There have been several proposed missions to return robotic spacecraft to Titan following the success of Cassini–Huygens. NASA, the Jet Propulsion Laboratory (JPL), and ESA have completed conceptual studies for a range of orbital, aerial, and surface missions, although none of these proposals initially received funding for development.

One of the most ambitious concepts was the Titan Saturn System Mission (TSSM), a joint NASA–ESA proposal to explore Titan and other moons of Saturn. The mission included a hot-air balloon designed to operate in Titan's atmosphere for up to six months. TSSM competed with the Europa Jupiter System Mission (EJSM) for funding, but in 2009 NASA and ESA selected EJSM as the higher-priority mission.
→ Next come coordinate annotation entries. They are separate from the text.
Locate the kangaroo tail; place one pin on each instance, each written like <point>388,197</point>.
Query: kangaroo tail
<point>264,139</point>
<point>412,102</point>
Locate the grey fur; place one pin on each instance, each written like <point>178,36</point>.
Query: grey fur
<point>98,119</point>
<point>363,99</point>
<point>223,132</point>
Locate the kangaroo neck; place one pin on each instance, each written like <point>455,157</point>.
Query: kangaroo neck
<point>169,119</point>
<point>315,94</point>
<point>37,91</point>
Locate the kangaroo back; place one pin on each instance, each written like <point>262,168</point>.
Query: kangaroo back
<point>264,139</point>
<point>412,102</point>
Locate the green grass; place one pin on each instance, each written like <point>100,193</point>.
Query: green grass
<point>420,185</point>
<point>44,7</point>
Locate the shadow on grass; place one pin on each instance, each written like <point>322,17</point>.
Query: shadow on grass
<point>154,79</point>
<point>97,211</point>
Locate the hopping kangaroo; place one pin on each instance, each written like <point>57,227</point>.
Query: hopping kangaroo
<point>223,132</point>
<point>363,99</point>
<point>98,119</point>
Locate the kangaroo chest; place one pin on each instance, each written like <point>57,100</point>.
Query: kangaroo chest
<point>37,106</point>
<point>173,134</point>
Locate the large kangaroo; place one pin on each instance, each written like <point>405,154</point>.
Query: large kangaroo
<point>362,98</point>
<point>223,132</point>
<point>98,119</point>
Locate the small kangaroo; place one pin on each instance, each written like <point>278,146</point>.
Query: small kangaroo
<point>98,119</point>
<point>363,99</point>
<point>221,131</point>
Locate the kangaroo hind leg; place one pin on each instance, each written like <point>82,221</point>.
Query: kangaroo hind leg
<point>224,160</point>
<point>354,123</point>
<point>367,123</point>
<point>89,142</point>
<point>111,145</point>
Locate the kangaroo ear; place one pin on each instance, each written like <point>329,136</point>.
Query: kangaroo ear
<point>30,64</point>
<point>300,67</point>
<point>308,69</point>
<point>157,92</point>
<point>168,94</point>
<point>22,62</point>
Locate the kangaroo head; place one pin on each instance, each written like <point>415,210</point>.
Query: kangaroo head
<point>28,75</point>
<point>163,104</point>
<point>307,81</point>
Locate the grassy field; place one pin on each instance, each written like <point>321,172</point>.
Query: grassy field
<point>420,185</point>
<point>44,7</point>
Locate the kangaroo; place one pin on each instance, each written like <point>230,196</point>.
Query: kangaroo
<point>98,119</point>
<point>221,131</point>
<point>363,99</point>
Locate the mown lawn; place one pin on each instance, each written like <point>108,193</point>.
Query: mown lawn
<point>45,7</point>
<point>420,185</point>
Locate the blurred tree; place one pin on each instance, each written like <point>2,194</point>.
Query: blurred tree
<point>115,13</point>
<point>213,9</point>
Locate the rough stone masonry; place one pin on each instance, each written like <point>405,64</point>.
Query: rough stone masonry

Several concepts focused on exploring Titan's hydrocarbon lakes and seas. The Titan Mare Explorer (TiME) was proposed as a low-cost floating lander that would investigate the chemistry of Ligeia Mare, Titan's hydrocarbon cycle, and the moon's geological history. TiME was selected for a Phase A design study under NASA's Discovery Program in 2011 but was not chosen for flight. In 2012, the Spanish engineering company SENER and the Spanish Astrobiology Center proposed the Titan Lake In-situ Sampling Propelled Explorer (TALISE), a lake lander equipped with its own propulsion system, enabling it to navigate across Titan's lakes rather than drift passively.

Other proposals emphasized aerial exploration. In 2012, Jason Barnes of the University of Idaho proposed the Aerial Vehicle for In-situ and Airborne Titan Reconnaissance (AVIATR), an uncrewed aircraft designed to fly through Titan's dense atmosphere while collecting high-resolution images and scientific data. The proposed mission was not approved for funding.

Additional orbital concepts included Journey to Enceladus and Titan (JET), a proposed Saturn orbiter submitted to NASA's Discovery Program that would have investigated the habitability of both Titan and Enceladus. In 2015, the NASA Innovative Advanced Concepts (NIAC) program also funded a Phase II design study for the Titan Submarine, a concept intended to explore Titan's methane and ethane seas by operating beneath their surfaces.

== Human exploration ==

Human exploration of Titan is a speculative concept that has been proposed because of the moon's abundant resources and unique atmospheric properties, although no crewed missions are currently planned. Titan has a dense, nitrogen-rich atmosphere, extensive lakes and seas of liquid methane and ethane, and abundant organic compounds. Observations also indicate the possible presence of a subsurface ocean of liquid water mixed with ammonia, which could provide resources for any future human activity.

Among those who have proposed human settlement of Titan, aerospace engineer Robert Zubrin has argued that the moon possesses many of the materials needed to support a long-term human presence. In these proposals, atmospheric nitrogen could provide a habitat buffer gas, while methane and ammonia could be used for fuel production and other industrial processes.

Any human presence on Titan would face substantial technical challenges. The average surface temperature is about -179 C, requiring extensive thermal protection for habitats and equipment. Titan's surface gravity is about 14 percent of Earth's gravity (0.14 g). Long-term exposure to reduced gravity below 0.4 g may pose health concerns, including bone and muscle loss. However, Titan's dense atmosphere and low gravity would make aerodynamic flight comparatively efficient, making aircraft and rotorcraft attractive concepts for exploration. Proposed energy sources include chemical energy from local hydrocarbons, wind power, tidal power from Titan's methane seas, and nuclear power systems.